Artificial intelligence (AI) has been around for a long time as a concept, but there has now been a major surge in the technology’s development, which is likely to see automation continue to escalate and accelerate.
The machines being built are so much more powerful than ever before in terms of processing power and storage ability, and because of the huge amount of data available, the capacity to build intelligent systems that can learn and “think” for themselves has vastly improved, although it is still an open question as to whether they will ever be able to outperform the human brain.
As a result, there has been a huge surge in automation in every walk of life. This places even greater importance on the recent UK government review of AI, which I cochaired alongside BenevolentTech chief executive Jerome Pesenti.
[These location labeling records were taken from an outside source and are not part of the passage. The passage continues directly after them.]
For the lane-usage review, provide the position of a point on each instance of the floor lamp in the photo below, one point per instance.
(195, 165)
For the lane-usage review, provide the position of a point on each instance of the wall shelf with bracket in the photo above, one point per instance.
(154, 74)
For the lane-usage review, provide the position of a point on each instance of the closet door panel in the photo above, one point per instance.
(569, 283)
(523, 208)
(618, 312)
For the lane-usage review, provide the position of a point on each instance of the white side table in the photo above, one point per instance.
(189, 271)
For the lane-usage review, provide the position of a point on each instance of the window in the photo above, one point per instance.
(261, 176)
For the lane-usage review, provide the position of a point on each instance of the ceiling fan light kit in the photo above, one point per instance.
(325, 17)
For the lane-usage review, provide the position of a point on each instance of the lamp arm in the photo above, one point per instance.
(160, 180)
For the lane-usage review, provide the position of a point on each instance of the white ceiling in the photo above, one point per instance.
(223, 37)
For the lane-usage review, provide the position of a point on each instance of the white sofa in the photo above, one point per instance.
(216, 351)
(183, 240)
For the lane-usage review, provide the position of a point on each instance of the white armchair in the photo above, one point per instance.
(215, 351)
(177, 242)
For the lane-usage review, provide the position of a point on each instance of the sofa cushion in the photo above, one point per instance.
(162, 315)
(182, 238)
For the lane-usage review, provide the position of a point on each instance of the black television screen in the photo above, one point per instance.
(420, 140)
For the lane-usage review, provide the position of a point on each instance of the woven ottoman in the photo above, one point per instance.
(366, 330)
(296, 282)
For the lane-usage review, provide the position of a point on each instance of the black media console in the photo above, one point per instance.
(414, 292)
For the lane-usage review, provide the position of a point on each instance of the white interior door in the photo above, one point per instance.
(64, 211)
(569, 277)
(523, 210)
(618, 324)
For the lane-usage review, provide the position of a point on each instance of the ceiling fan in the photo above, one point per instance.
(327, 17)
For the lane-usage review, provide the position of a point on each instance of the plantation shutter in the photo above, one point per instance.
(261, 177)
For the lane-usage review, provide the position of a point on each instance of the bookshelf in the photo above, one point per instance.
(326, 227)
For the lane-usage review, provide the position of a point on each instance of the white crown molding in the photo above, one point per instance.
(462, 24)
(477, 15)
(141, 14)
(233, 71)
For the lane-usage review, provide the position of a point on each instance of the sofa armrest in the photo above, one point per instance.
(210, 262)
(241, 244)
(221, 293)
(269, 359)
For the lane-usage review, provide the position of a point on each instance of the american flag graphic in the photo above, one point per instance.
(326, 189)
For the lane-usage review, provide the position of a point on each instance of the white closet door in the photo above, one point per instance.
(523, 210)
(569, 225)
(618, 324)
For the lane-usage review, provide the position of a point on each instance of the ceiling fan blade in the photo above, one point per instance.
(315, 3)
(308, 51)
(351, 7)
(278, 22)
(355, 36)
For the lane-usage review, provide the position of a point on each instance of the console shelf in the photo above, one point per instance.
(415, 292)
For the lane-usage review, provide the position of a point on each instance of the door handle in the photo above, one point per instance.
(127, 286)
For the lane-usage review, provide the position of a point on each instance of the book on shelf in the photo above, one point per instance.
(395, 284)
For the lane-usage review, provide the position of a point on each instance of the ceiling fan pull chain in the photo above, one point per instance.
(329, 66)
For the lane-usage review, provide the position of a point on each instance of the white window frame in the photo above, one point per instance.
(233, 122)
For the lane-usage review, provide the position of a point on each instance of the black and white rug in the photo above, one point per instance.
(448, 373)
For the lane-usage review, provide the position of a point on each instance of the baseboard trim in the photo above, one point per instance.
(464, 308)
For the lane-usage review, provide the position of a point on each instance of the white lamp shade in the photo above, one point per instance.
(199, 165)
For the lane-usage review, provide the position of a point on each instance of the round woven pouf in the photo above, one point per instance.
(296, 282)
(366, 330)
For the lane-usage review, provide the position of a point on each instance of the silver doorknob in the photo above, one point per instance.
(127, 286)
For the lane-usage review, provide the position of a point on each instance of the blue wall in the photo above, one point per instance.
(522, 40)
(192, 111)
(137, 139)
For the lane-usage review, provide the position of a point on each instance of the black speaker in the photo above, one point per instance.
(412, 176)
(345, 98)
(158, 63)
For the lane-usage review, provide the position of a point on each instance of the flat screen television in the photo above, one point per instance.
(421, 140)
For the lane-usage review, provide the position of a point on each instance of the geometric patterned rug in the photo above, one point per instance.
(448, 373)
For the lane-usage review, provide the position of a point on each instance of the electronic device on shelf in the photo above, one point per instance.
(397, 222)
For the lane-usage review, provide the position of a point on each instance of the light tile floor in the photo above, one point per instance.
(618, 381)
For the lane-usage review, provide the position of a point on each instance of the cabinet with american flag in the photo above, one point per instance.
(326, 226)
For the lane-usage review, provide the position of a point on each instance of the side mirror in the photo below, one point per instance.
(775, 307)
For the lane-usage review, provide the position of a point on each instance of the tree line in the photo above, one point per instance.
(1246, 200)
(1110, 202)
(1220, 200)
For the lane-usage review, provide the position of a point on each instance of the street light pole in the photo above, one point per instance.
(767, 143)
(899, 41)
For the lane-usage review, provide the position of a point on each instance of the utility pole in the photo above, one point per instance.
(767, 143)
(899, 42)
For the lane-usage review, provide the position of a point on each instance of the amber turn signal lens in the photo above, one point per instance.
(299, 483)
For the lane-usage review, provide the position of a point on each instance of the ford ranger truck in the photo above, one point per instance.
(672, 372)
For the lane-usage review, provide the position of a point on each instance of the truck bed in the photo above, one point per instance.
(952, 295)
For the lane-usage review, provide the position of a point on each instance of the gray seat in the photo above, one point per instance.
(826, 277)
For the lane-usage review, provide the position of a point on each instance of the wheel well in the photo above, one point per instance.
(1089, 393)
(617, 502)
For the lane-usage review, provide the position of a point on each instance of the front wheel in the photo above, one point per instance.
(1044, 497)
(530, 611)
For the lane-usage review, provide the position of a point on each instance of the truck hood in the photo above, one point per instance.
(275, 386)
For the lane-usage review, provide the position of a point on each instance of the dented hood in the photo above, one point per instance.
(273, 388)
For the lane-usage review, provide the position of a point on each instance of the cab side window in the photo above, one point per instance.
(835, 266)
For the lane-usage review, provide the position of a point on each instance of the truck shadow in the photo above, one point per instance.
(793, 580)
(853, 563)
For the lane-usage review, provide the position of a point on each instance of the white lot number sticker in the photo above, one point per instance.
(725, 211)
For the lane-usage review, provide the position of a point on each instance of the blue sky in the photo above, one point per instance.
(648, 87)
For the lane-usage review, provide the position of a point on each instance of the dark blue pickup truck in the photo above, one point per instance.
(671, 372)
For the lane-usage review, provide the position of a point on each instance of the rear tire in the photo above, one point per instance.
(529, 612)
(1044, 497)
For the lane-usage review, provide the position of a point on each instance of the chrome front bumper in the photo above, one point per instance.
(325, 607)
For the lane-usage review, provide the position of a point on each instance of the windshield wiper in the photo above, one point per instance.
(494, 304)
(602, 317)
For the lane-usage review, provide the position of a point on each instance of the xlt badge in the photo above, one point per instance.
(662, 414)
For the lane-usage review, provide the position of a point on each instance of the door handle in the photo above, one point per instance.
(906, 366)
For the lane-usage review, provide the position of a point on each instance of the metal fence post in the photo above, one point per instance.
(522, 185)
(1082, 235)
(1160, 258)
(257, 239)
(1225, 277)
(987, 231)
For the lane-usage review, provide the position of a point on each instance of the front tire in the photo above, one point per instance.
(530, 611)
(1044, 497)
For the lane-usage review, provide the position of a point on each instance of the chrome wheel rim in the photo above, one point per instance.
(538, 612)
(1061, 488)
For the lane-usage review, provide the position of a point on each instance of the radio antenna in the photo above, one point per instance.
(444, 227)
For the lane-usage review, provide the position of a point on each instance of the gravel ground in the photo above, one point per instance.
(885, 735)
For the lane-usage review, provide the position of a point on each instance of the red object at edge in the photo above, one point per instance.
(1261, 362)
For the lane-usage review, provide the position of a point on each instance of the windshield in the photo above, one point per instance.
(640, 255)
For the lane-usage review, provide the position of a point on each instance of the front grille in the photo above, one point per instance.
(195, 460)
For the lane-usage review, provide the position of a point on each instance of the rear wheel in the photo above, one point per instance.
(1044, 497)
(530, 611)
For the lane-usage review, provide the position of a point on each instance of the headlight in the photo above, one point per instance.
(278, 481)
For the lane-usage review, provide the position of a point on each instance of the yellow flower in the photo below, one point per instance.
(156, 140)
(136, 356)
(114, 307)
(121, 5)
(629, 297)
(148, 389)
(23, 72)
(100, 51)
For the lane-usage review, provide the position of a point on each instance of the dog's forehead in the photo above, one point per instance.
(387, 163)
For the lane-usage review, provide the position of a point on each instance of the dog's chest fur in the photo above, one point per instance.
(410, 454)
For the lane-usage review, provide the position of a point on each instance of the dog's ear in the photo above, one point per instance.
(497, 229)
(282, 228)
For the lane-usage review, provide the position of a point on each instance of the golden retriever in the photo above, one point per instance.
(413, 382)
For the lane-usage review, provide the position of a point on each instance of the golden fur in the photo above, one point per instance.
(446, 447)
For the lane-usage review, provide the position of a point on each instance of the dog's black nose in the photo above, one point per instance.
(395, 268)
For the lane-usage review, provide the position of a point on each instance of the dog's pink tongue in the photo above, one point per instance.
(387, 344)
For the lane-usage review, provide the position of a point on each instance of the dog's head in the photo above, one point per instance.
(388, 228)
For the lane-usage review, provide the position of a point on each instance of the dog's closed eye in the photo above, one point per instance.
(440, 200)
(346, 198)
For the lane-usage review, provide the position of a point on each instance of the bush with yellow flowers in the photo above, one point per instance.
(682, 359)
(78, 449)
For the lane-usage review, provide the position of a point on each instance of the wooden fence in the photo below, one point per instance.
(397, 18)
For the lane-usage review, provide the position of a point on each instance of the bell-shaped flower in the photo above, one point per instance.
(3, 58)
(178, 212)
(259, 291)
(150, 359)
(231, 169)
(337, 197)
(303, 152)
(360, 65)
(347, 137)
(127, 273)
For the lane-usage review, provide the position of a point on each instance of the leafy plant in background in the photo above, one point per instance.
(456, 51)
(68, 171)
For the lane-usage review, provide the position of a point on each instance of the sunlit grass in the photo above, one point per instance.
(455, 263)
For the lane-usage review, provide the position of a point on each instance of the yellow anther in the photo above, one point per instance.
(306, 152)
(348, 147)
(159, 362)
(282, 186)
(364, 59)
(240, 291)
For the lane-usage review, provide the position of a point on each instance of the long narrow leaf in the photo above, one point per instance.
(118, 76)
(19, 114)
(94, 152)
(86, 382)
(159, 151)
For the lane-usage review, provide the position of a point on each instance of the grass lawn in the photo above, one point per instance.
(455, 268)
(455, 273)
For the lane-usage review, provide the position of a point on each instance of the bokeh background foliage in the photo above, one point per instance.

However, we need to act to realize the full potential of AI and achieve the positive benefits it can deliver.
Through our review, we made 18 specific recommendations, including a number that focus on ways in which universities, research institutes, industry and government can come together to better prepare for the AI landscape of the future.
Universities are on the front line in preparing the nation’s future workforce, but they are also key to the future of research, development and commercialization of AI to benefit the economy and society as a whole.
We emphasized the importance of skills and the need to increase the UK’s expertise through industry-funded master’s programs in AI and master’s-level conversion courses with funding and other forms of support directly from industry.
AI is where the new big salary jobs will be, but the demand from industry for new talent is already outstripping supply, so additional courses and places for generating new talent in the UK need to keep being added while improving the responsiveness of the skills training system to demand.
At the same time, the gap between industry and academia must be reduced to attract the best talent from around the world to the UK, and create more opportunities for women and other underrepresented groups.
We also made recommendations to increase AI uptake to help organizations and workers understand how AI can boost their productivity and make better products and services, including public services.
Data sharing and access is another key area we concentrated on so people and organizations can be confident that use of data for AI is safe, secure and fair, and to make more data available from publicly funded research.
We also want to build on the UK’s strong record in cutting-edge AI research with targeted proposals, including making the Alan Turing Institute a national institute for AI.
Ever since computers were invented, people have talked about how they can help people learn — that is what got me into computing in the first place.
I am fortunate to have lived and worked during one of the world’s most important technological revolutions, but I do not believe we have arrived at what will be the “steady state” of the future, if there will ever be one.
Now is the time for everyone — scientists, researchers, entrepreneurs and the government — to come together to address how AI is going to affect society and to seek ways to ensure that people are able to deliver the great breakthroughs the technology has the potential to deliver for the benefit of society.
Dame Wendy Hall is regius professor of computer science and director of the Web Sciences Institute at the University of Southampton, and one of the world’s most influential women in IT. She is on a three-day visit in Taiwan until tomorrow for the UK-Taiwan Web & Data Science Workshop.